Lots of waffling in the Guardian lately about passwords – but they’re not really the problem they’re portrayed as.
Despite all the people offering horribly complex solutions to the problem, you don’t need to create long strings of letters, numbers, and random bits of punctuation which will get you a pat on the back from the Password Fairies (and IT geeks), who love such things, but which you will never get right unless you write them down, and that rather negates their purpose. Life doesn’t need to be so tedious to be secure.
As a basic, all-purpose, not very important password, I use my father’s first name. He hated it, and never used it – he went through his entire life known by his middle name to everyone but his parents, and they only ever used an abbreviated version of his first name. And I’m the only living person who knows what that name was – so who’s going to figure it out?
Someone who knows me very well, and knew my father and mother, and where and when they where born, could do some genealogical research and maybe find out, but there is nobody like that alive, bar me. And who would care that much anyway, when there are far easier targets?
For more security I use a date from an event in Tolkien’s tales – and there are just so many of those to choose from. And this one is in one of the more obscure calendars not, say, Shire Reckoning. True, someone could build a program to cycle through all the dates Tolkien ever published, and in every calendar variant, but it’d take an absurd amount of time and effort, so it’s effectively secure.
For other passwords I use book titles, written as all one word and in lower case, and with the initial definite or indefinite article, if there is one, omitted. Given all the books in the world, or even just the books I own/have read, that’s as secure as it gets. Who, for example, would ever figure out dietforasmallplanet, to pick a book at random that’s in view right now? And no, that’s not one I use.
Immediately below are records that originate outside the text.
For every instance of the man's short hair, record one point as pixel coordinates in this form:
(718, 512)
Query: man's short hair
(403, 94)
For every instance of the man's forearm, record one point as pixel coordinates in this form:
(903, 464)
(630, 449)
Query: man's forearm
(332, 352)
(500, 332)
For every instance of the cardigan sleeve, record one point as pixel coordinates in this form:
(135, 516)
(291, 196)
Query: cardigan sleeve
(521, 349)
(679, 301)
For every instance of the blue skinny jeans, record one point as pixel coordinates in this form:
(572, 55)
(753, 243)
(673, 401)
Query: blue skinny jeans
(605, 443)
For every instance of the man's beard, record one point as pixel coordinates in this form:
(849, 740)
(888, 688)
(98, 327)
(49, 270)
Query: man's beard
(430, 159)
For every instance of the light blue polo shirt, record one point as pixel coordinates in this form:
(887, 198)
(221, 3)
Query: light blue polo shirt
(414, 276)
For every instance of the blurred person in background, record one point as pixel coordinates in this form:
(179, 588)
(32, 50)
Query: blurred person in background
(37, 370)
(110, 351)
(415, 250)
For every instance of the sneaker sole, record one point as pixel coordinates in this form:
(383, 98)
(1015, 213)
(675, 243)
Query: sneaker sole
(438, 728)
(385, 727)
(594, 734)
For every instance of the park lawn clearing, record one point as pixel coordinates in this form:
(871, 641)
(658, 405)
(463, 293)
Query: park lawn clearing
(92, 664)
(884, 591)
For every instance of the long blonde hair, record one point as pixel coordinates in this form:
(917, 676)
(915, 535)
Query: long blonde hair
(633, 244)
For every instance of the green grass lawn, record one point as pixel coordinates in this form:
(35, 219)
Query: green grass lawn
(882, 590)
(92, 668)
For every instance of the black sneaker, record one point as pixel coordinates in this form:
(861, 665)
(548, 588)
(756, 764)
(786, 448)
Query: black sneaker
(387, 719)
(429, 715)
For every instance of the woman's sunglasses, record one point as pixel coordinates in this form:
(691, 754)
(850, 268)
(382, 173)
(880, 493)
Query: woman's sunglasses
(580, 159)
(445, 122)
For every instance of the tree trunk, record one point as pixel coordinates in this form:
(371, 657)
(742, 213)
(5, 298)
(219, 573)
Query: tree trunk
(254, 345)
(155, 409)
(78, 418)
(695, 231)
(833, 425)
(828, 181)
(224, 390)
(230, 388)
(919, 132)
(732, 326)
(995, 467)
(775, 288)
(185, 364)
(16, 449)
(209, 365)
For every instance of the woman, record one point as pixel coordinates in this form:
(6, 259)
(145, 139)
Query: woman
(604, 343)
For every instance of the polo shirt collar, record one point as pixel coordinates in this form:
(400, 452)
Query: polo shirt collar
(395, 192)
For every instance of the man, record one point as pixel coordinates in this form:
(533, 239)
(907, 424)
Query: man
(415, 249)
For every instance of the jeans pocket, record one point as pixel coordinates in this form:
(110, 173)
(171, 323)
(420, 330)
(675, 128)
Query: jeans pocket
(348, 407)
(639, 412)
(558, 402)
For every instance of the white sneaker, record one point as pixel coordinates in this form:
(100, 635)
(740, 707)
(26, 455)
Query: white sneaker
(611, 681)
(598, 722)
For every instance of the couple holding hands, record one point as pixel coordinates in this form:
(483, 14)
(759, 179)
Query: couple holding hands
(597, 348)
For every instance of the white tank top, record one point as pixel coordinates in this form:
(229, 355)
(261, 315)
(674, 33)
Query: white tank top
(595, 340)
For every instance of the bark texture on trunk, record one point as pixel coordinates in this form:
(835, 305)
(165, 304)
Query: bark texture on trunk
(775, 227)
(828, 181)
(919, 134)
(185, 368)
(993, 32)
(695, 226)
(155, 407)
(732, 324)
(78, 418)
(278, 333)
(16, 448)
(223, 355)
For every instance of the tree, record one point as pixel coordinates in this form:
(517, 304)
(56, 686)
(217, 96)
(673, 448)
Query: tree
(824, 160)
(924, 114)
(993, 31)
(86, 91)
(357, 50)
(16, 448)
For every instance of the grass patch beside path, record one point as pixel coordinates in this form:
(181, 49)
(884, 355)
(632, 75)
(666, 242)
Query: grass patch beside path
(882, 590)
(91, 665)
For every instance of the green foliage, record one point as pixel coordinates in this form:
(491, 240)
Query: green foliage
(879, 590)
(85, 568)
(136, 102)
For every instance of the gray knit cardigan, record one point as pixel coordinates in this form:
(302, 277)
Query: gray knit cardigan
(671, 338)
All those are bombproof – and yet the Password Fairies don’t like them, because Password Fairies are fundamentally stupid, and in love with random number generators. So when the Password Fairies insist I add a number, I add my age. Not the age I am now, but the age I once was when I used it as part of the code for a combination lock which, of course, no-one knows but me. OK, currently there are 65 possibilities for that number, but as there’s no way of telling what it’s combined with, that’s no help.
All the passwords I use are easy to remember, and while they’re not 100% secure – nothing is; if somebody wants to nail you badly enough, they will – but the amount of effort needed to crack them would be so disproportionately high it simply wouldn’t be worth while. Hell, I’m just a blogger, not a bank, a multi-national company, a utilities company, or any of the other targets hackers like to fuck with.